HMAS Glenelg added one last rescue to the ship’s log during their final port visit to Cairns before decommissioning.

On the evening of September 24, Petty Officer Boatswain Daniel Leschke was on the bridge wing and noticed a vessel in the harbor had lost propulsion and a strange smell.

“I grabbed the binoculars for a closer look and when I saw lifejackets coming out on deck, I knew something was wrong,” Leschke said.

“Immediately, the team swung into action and launched the rigid hull inflatable boat (RHIB) with Able Seaman Boatswains Mate Bailey Griffin and myself embarked. We were on scene less than 10 minutes after first noticing the vessel.”
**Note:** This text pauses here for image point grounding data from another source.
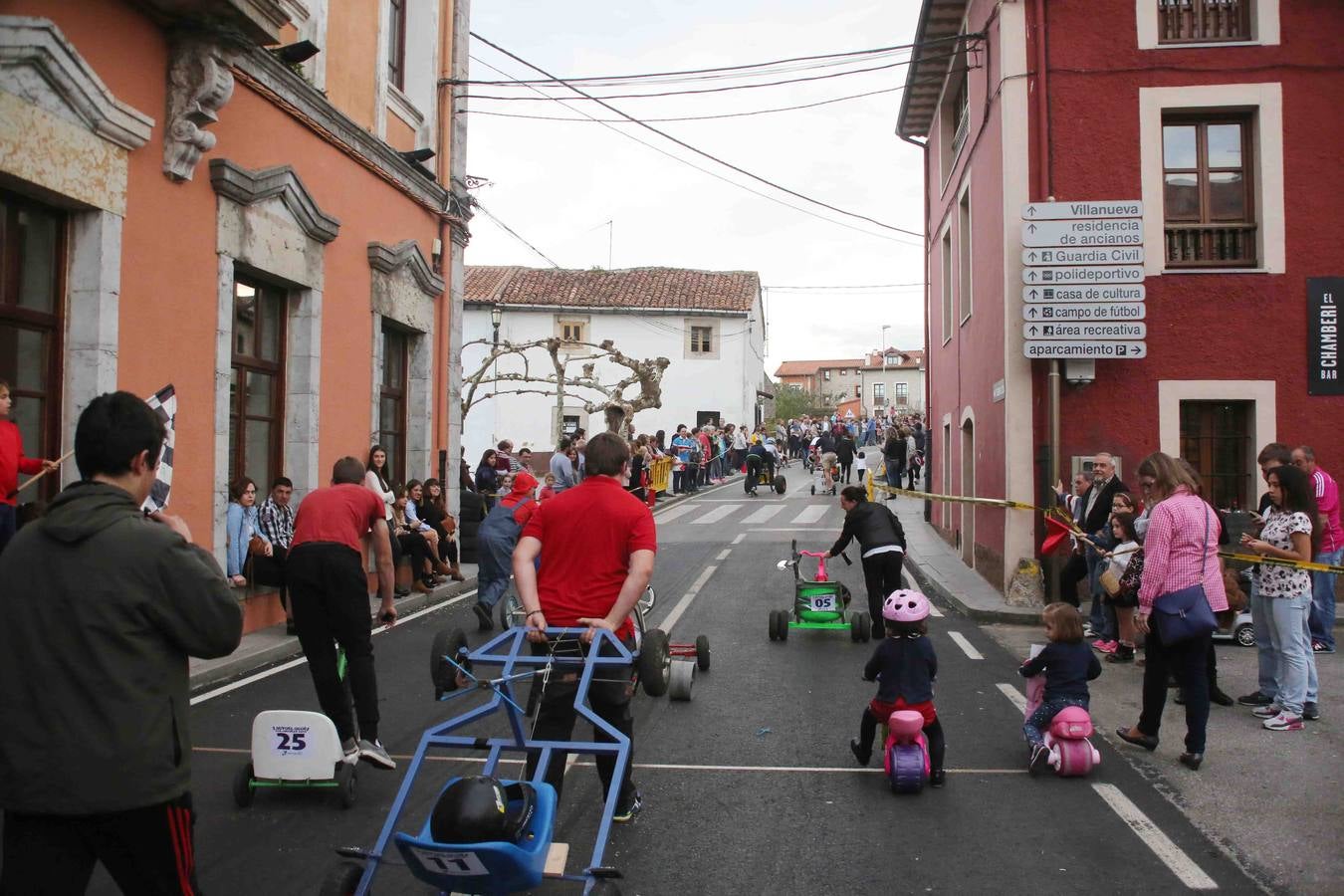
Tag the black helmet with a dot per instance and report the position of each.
(480, 808)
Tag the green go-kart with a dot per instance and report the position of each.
(817, 603)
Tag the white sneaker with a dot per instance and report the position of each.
(373, 751)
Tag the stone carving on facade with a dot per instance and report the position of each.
(199, 85)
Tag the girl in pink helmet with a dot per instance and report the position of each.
(905, 668)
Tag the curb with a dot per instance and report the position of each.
(934, 588)
(287, 649)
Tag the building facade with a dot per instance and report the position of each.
(185, 202)
(709, 326)
(1221, 119)
(893, 381)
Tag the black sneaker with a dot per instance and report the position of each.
(630, 810)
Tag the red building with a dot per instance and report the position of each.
(1221, 117)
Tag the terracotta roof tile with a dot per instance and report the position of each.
(671, 288)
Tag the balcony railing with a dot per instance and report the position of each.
(1210, 245)
(1203, 20)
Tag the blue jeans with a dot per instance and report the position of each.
(1323, 599)
(1044, 714)
(1287, 629)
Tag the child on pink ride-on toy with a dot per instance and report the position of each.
(905, 668)
(1068, 665)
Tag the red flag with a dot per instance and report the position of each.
(1056, 534)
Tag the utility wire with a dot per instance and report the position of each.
(715, 175)
(701, 152)
(513, 233)
(692, 72)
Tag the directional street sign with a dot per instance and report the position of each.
(1082, 274)
(1097, 349)
(1067, 330)
(1083, 293)
(1086, 312)
(1068, 211)
(1093, 256)
(1090, 231)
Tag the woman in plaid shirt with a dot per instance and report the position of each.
(1180, 550)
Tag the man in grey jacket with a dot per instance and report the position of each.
(103, 607)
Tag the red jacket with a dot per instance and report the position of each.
(12, 462)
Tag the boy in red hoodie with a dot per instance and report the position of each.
(12, 462)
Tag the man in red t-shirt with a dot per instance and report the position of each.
(329, 595)
(597, 545)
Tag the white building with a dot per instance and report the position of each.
(710, 326)
(894, 381)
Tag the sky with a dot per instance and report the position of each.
(558, 183)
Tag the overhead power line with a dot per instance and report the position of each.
(713, 173)
(701, 152)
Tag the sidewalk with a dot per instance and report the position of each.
(938, 571)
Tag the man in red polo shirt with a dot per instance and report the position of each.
(329, 595)
(597, 545)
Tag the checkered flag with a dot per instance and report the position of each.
(164, 403)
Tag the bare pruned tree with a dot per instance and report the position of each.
(484, 381)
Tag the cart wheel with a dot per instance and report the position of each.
(680, 680)
(341, 880)
(448, 642)
(655, 662)
(242, 786)
(345, 784)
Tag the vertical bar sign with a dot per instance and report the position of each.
(1324, 305)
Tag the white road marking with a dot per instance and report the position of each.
(1012, 693)
(810, 514)
(676, 512)
(967, 648)
(1170, 853)
(715, 515)
(266, 673)
(687, 598)
(764, 514)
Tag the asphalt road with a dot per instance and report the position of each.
(750, 786)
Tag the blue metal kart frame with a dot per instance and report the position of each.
(511, 650)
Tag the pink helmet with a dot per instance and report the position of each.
(905, 606)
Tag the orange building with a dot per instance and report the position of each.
(183, 200)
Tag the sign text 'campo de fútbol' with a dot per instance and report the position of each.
(1324, 303)
(1089, 231)
(1098, 349)
(1067, 211)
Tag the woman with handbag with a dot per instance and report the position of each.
(1182, 590)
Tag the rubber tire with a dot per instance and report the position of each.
(446, 642)
(341, 880)
(345, 784)
(680, 680)
(244, 791)
(655, 662)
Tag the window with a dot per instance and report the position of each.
(964, 256)
(391, 399)
(1207, 191)
(947, 285)
(1203, 20)
(31, 300)
(256, 387)
(702, 340)
(396, 43)
(1216, 437)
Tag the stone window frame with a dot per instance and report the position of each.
(269, 225)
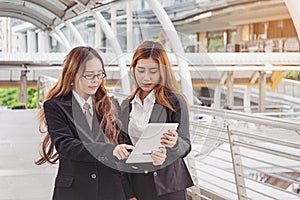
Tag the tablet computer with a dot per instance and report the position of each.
(149, 141)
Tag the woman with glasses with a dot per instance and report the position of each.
(156, 99)
(81, 130)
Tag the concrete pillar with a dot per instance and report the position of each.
(262, 91)
(21, 42)
(165, 21)
(294, 9)
(229, 83)
(31, 41)
(129, 27)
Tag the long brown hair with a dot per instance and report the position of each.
(154, 50)
(103, 104)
Alongside the distressed vessel, they were advised there was smoke on board and went back to Glenelg to collect first-aid equipment and fire extinguishers.

Returning, they transferred three passengers to the RHIB while the master remained on board.

“They were happy to see us, especially when we had the extinguishers,” Able Seaman Griffin said.

“It was one of those situations where all the training we do pays off. You kick into gear and do what’s required to keep people safe.”

They towed the vessel to the Trinity Inlet boat ramp, where Queensland Fire and Emergency Services were waiting to provide further assistance.

Commanding Officer Glenelg Lieutenant Commander Alexander Finnis said he was proud of the quick actions of his crew.

“We regularly train for exactly this type of scenario, so to see our people respond as they did is incredibly pleasing,” Lieutenant Commander Finnis said.

“Providing assistance to our fellow mariners is core business for us, whether we’re underway at sea or alongside.

“I’m extremely proud of their efforts and, most importantly, everyone involved in the incident made it home safe and unharmed.”